The equipment would be sold after three years for $100,000 and the depreciation allocated to each of those years is listed below. Upon the sale, the before-tax gain will be $61,000.
Year 1=$160,000
Year 2=$210,000
Year 3=$75,000
Although it would not affect revenues, the equipment should save the firm $180,000 per year in before-tax operating costs (excluding depreciation). Frito Lay's marginal tax rate is 40%, and its required rate of return is 14%.
Calculate the total initial investment, the total supplemental cash flows for each year 1-3, the terminal cash flows, and the NPV for the project, and state if the equipment should be purchased in a full sentence. Remember terminal cash flows are the after-tax cash flow plus the additional assets that were used in the initial investment because they are returned after the project is over.
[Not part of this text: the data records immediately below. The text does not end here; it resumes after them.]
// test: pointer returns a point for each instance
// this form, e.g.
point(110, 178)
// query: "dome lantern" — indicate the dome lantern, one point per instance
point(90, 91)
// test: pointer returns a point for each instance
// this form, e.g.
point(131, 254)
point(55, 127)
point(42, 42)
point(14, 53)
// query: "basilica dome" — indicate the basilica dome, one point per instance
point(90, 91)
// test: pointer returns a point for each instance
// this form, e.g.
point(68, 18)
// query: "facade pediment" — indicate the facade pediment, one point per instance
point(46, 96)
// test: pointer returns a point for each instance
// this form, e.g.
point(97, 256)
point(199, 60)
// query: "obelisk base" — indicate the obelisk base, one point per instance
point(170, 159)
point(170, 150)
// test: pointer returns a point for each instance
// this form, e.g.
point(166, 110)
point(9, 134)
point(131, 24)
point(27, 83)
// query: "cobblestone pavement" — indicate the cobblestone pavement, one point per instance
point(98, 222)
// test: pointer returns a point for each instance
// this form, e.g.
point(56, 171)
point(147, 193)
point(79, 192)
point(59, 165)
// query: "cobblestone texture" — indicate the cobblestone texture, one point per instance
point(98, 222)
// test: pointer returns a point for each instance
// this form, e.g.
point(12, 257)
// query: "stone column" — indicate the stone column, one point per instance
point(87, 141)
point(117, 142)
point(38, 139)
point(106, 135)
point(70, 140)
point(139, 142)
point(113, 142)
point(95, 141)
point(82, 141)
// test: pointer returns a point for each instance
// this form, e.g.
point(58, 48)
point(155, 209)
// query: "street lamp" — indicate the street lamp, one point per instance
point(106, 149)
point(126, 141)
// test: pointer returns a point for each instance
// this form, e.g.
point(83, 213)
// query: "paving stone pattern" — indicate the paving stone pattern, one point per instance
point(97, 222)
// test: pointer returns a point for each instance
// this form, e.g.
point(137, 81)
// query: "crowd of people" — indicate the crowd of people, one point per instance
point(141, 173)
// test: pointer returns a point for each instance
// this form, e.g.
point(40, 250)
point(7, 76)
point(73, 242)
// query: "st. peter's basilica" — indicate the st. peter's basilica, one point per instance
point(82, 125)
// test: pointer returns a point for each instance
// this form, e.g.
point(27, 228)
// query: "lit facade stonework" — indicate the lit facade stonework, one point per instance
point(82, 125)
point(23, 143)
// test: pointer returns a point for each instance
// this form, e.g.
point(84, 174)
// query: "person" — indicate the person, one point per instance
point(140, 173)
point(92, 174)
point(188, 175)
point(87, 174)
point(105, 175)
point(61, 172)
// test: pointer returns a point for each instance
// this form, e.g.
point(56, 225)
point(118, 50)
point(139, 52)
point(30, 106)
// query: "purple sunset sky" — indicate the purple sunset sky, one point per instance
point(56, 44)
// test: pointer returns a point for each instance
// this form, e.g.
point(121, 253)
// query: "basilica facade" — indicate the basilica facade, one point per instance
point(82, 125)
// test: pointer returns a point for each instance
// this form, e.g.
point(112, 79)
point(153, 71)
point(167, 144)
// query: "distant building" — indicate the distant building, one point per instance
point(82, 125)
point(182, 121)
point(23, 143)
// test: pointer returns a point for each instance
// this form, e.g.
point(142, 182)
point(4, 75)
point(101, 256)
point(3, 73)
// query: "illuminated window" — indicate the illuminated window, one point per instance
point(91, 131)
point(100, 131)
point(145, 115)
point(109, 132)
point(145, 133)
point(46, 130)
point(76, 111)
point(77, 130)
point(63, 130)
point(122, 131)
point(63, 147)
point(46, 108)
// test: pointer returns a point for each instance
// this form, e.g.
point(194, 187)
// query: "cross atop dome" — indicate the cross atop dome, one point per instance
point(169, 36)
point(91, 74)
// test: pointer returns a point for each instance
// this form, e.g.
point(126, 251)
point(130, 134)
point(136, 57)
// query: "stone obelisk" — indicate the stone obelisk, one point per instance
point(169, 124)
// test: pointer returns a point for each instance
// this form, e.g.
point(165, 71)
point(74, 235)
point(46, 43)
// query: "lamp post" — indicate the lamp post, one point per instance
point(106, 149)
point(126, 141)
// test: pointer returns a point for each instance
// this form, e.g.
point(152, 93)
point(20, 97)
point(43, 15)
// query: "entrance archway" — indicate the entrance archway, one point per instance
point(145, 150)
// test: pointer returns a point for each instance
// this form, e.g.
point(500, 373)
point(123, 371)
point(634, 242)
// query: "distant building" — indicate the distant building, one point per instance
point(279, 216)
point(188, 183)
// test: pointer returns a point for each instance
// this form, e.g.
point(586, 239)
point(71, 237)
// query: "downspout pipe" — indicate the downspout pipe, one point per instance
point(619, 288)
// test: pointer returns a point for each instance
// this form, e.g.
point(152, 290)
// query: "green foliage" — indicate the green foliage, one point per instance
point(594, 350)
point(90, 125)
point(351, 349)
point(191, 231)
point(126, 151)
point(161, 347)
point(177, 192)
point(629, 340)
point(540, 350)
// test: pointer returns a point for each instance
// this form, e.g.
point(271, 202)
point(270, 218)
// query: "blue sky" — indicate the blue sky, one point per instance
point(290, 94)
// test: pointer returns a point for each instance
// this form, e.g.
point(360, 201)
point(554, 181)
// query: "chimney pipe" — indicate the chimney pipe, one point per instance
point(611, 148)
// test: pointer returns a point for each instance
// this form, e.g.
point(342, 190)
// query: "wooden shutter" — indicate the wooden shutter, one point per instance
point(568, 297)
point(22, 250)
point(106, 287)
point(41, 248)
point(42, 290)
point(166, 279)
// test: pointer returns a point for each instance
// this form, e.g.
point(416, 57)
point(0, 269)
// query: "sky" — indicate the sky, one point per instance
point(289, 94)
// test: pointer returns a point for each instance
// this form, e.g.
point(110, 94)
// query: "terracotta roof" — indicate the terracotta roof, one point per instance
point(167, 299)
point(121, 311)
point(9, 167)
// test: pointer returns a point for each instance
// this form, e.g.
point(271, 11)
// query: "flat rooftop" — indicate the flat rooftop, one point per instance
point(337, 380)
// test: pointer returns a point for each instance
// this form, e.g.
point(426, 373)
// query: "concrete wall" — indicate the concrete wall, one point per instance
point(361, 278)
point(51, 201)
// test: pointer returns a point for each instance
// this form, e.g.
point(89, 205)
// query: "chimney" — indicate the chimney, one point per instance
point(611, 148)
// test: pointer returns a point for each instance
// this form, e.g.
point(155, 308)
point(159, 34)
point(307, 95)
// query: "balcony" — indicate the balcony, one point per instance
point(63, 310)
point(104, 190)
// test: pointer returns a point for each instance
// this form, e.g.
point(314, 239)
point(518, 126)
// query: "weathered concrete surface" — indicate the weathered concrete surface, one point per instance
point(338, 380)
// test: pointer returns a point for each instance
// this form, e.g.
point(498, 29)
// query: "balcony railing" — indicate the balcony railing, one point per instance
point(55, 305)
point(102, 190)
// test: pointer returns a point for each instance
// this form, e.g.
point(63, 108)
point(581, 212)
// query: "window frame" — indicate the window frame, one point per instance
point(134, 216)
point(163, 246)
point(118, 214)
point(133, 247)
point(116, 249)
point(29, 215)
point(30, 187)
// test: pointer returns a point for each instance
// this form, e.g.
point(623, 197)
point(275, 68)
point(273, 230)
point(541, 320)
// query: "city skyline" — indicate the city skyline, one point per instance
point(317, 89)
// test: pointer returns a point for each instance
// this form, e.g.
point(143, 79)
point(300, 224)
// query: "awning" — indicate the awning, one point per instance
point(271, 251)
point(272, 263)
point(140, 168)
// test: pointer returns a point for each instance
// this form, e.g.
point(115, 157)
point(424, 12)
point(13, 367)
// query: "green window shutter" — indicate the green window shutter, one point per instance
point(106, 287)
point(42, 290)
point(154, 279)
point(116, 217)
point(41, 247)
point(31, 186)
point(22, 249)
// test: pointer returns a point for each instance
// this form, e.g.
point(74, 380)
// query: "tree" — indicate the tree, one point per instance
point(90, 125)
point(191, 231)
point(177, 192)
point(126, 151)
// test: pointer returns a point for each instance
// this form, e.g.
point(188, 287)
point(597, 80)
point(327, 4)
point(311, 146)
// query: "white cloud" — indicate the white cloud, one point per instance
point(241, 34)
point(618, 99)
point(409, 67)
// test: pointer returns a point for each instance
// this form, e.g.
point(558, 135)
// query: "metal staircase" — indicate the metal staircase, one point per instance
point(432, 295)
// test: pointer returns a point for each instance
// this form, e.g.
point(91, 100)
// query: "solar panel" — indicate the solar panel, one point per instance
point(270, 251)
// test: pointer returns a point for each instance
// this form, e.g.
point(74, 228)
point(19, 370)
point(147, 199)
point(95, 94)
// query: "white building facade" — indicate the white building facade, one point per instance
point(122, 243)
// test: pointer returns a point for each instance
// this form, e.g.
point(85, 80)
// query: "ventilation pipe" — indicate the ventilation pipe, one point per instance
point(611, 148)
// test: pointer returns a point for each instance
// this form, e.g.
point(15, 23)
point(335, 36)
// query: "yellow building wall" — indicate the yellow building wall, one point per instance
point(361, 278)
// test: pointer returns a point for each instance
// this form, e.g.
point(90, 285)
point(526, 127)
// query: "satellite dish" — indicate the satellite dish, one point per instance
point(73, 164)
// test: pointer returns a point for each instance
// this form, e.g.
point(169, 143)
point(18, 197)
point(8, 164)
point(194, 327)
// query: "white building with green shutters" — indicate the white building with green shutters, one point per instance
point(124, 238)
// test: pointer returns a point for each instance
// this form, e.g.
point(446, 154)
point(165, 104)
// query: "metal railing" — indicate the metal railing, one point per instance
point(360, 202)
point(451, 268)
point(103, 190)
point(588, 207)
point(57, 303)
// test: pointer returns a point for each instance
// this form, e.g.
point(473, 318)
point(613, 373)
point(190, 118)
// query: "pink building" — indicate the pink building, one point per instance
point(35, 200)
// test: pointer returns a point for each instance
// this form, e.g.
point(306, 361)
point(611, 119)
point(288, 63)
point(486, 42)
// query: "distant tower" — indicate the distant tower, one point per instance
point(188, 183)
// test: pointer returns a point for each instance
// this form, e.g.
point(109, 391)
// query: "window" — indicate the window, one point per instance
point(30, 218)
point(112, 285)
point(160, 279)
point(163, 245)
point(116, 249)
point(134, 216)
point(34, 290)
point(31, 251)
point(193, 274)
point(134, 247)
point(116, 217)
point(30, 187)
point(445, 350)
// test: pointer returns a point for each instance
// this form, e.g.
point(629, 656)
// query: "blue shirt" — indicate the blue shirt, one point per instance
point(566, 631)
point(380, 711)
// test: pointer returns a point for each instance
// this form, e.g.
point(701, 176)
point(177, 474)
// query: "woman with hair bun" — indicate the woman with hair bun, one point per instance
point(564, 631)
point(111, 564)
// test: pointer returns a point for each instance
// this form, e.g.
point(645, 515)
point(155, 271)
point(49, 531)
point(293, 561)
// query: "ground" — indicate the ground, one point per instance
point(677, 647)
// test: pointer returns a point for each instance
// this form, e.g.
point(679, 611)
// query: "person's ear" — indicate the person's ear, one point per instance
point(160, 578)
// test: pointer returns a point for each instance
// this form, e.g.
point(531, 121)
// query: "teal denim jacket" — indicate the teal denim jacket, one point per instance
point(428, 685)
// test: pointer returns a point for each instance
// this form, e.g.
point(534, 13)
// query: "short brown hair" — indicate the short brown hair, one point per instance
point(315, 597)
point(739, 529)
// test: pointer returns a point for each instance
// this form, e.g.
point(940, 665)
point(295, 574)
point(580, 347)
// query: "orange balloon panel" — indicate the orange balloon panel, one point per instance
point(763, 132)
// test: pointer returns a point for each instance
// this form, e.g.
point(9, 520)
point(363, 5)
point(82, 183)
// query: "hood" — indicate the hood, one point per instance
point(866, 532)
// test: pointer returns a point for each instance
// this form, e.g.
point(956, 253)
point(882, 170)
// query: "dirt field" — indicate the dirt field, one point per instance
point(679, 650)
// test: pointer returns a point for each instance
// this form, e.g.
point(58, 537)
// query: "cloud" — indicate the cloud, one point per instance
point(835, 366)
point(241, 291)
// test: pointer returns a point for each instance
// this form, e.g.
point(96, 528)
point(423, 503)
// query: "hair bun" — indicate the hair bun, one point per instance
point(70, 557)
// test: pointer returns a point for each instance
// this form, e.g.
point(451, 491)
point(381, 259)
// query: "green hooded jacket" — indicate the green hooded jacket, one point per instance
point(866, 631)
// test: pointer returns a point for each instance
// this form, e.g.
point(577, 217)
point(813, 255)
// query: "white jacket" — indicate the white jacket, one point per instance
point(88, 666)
Your work must be readable and noted back to the requirement you are addressing. Final answers should be easily found by use of good grammar, reference, and double underline/bolding/highlighting. Submission explanations (if required) should not run off the page. Instead, cells should be wrapped to contain them within the confines of the width of one page. See the rubric for instructions on how to display your final answers.
For each of these calculations, just showing numbers does not constitute showing your work. You need to give the formula you are using in words and then show substitution.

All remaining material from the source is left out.